Another field of vast potential were the old folks’ homes. typically, these demanded that a prospective resident turn over his and her entire net worth in return for perpetual care. You could live two years or twenty years; that was their gamble. But if a nursing home knew,in advance, that John Q. smith was going to have a fatal heart attack in 2.3 years while watching an ad for toenail fungus ointment on the evening news, they would much rather have his nest egg as advance payment than that of, say, Jane Q. Jones, who RIP-ware predicted would live another twenty-five years and die at the ripe old age of 105.

“In cyberspace everyone can hear you scream”

Boomsday by Christopher Buckley

Thank You for Smoking

Saw Thank You for Smoking and was disappointed. Spend the 90 minutes reading Christopher Buckley’s novel, if you haven’t. Giving Nick Naylor a son was lame-to-sappy. Deadwood fans will spot Kim Dickens (Joanie Stubbs) as Naylor’s wife.

And for the record, The Weather Man (Nicholas Cage) is not a comedy. Had I taken the time to check out the IMDB description (“A Chicago weather man, separated from his wife and children, debates whether professional and personal success are mutually exclusive.”) we could have skipped this wrist-slitter. But Hollywood loves Cage.

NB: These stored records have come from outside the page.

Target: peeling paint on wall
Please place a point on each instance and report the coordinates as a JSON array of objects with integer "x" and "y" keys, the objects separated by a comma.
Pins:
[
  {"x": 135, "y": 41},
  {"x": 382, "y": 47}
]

He has half a dozen movies in post-production or on-deck.

Thank You for Smoking: The Movie

I mentioned how much I enjoyed watching Maria Bello pull on her unders in the film, Duets. I failed to mention that she will be appearing in an upcoming film based Christopher Buckley’s Thank You for Smoking, a very dark and funny novel. No idea if the movie will live up the the novel but you can listen to an interview with Buckley here. The film stars Aaron Eckhart with supporting roles by Bello, Rob Lowe, Katie Holmes and William H. Macy.